Ne zaman bir yangın faciasıyla karşılaşsak; nedense aklıma Sovyet Yönetmen Elem Klimov’un ‘Gel ve Gör’ adlı filmi gelir. İkinci Dünya Savaşı yıllarını anlatan filmde; Nazilerin alev salan ateş arabalarıyla yaptıkları katliamları anlatan sahneler çok etkileyicidir.

Gel gör ki; ateş vampirinin baskın yaptığı otel distopik bir filmin kareleri gibi yanıp giderken; çoğu yönetmenin aklına gelmez iç parçalayıcı sahnelerin mekanı oluyordu.

Gel gör ki; her felaket sonrası manzara yine aynı… Heybesinde turpun büyüğünü yani sorumluluğu taşıyan AKP iktidarı ve yandaşları topu CHP’li belediyeye atma çabasına girdiler. Gel gör ki; dağın başına gökdelen gibi inşa edilen oteldeki facianın çıkış biçiminde, ne de sonrasında sorumluluğu üzerine alan yok. Denetim sizdeydi, bizdeydi, itfaiye vardı, yoktu. Uzayıp gider bu liste.

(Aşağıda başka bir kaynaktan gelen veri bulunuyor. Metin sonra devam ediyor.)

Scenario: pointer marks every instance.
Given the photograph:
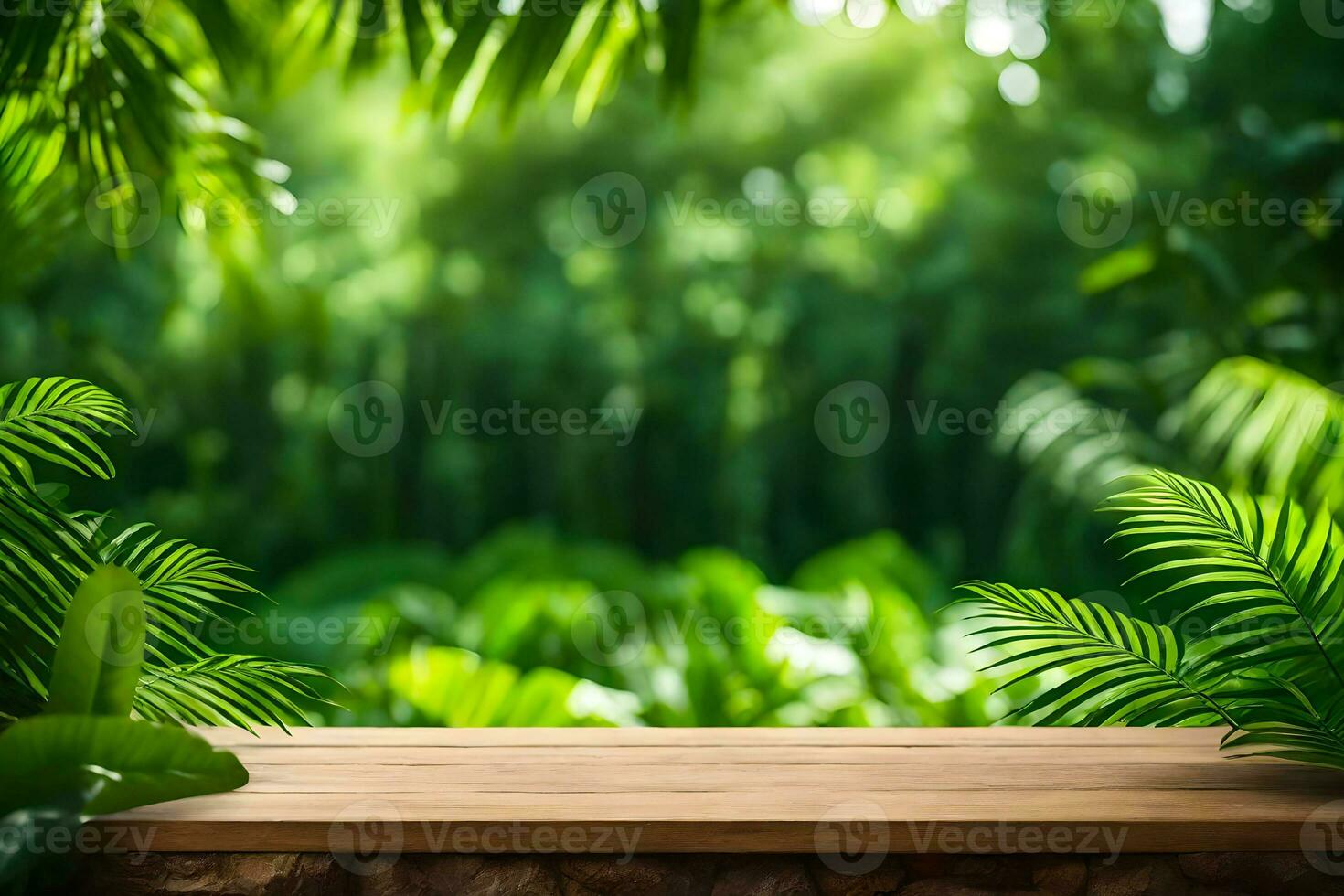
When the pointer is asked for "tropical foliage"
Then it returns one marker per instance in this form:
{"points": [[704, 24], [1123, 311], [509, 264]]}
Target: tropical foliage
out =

Suçlu listesi ise devletten yurttaşa kadar çok kabarık; inşadan işletmeye kadar planlama ve denetim yetkisini har vurup har savuran merkezi ve yerel yönetimler ne kadar suçluysa, yaşadığı, oturduğu veya ziyarete gittiği yerin aksaklıklarını, sorunlarını sorgulamayan yurttaş da o kadar suçlu.

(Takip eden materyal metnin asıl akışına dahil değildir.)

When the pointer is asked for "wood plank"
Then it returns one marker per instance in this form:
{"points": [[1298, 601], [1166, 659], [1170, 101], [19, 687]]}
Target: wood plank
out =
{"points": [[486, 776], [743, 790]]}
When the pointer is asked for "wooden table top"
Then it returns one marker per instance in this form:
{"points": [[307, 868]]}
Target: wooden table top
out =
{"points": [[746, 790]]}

Faciadan kıl payı kurtulanlardan öğrendiğimize göre, zaten inşasında yanıcı maddelerin kullanıldığı anlaşılan otelde, ne bir yangın alarmı ne de yağmurlama sistemi olmadığı ortaya çıkıyor.

Turizm Bakanı otelde 2021 ve 2024 yıllarında iki kez denetim yapıldığını söylüyor. Denetim kitabına uygun yapılsaydı, böyle bir facia meydana gelir miydi?

UZMAN NE DİYOR?

Burada kent sorunlarına kafa patlatan İş Güvenliği uzmanı Dr. Mühendis Suat Sarı’ya kulak vermek lazım. Suat Sarı gönderdiği e-postada şunlara dikkat çekiyor.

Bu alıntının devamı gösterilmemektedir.